The claims could not be independently verified.

While the West has adopted a wait-and-see approach to the group, there were some signs of engagement with the new leaders gathering pace.

China confirmed a tweet from a Taliban spokesman hours earlier, indicating that Beijing will keep its embassy in Kabul open.

“We hope the Taliban will establish an open and inclusive political structure, pursue moderate and stable domestic and foreign policy and make a clean break with all terrorist groups,” foreign ministry spokesman Wang Wenbin said.

The United Nations said it had restarted humanitarian flights to parts of the country, linking the Pakistani capital Islamabad with Mazar-i-Sharif in northern Afghanistan and Kandahar in the south.
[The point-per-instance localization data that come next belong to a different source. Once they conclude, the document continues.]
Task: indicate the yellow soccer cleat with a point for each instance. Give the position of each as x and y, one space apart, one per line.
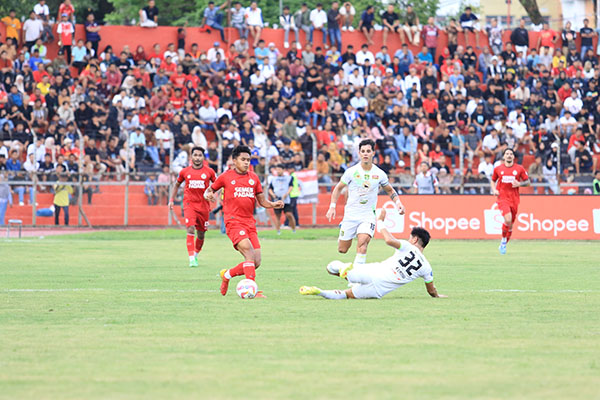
309 290
344 271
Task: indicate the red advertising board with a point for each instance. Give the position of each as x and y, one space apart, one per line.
477 217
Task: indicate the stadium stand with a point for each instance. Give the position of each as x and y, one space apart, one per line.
99 103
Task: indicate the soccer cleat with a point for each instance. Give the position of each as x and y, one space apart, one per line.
502 248
309 290
224 282
344 271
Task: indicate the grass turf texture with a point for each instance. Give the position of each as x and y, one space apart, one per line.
120 315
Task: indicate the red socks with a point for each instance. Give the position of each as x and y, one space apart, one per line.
190 244
199 244
506 232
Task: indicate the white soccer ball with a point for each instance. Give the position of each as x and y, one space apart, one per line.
246 289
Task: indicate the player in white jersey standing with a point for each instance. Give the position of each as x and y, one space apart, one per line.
363 180
375 280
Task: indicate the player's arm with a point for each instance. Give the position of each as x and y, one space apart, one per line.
262 200
432 290
175 190
390 240
395 198
337 190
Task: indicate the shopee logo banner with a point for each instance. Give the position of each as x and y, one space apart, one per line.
477 217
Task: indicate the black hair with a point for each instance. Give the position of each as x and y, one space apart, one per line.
239 150
200 149
422 234
367 142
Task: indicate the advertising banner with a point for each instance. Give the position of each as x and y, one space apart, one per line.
477 217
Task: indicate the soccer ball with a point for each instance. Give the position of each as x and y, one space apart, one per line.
246 289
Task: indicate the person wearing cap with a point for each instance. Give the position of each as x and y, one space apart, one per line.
212 18
255 21
32 30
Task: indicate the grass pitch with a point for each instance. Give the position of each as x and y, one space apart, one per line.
120 315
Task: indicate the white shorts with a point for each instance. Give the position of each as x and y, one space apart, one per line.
371 281
349 229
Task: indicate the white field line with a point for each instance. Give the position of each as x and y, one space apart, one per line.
280 291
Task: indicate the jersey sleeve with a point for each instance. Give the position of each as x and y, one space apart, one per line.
495 175
219 183
181 176
346 177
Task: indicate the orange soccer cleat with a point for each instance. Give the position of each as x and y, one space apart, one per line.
224 282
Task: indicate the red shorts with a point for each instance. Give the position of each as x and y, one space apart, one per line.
195 217
240 230
506 207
The country’s flag carrier Ariana Afghan Airlines resumed domestic flights on Friday, while the United Arab Emirates sent a plane carrying “urgent medical and food aid”.

Western Union and Moneygram, meanwhile, said they were restarting money transfers, which many Afghans rely on from relatives abroad to survive, and Qatar said it was working to reopen the airport in Kabul – a lifeline for aid.